Uma das formas encontradas para atenuar os efeitos desta intervenção crescente do Direito de Mera Ordenação Social traduziu-se na criação de mecanismos alternativos ao procedimento sancionatório ou, pelo menos, em soluções intraprocessuais que permitem pôr fim ao processo mais cedo e com menores custos para todos os envolvidos.
As soluções de transação correspondem a uma dessas vias, mas entre nós não foram acolhidas como solução geral. Alguns setores privilegiaram formas mitigadas de oportunidade (v.g. reparação de irregularidades ou formas sumaríssimas de processo), como aconteceu no sistema financeiro.
Outros setores, como a concorrência e a energia, acolheram mecanismos de transação, legalmente regulados, mas com alguma inspiração nos modelos anglo-americanos.

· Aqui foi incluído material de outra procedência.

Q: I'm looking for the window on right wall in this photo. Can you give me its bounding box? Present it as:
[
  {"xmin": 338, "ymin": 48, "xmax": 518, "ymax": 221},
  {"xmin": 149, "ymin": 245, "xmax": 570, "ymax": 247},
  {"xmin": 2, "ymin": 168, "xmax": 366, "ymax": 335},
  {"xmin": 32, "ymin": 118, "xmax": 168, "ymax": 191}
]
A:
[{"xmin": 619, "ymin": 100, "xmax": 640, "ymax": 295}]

Com uma investigação profunda, informada e rigorosa, Joana Rocha Coelho apresenta neste livro dados concretos sobre o número de soluções processuais obtidas por transação no setor da energia (entre os anos de 2016 e 2025), enfrenta as questões mais complexas do regime vigente e propõe algumas soluções para que este mecanismo jurídico ganhe mais equilíbrio e consistência.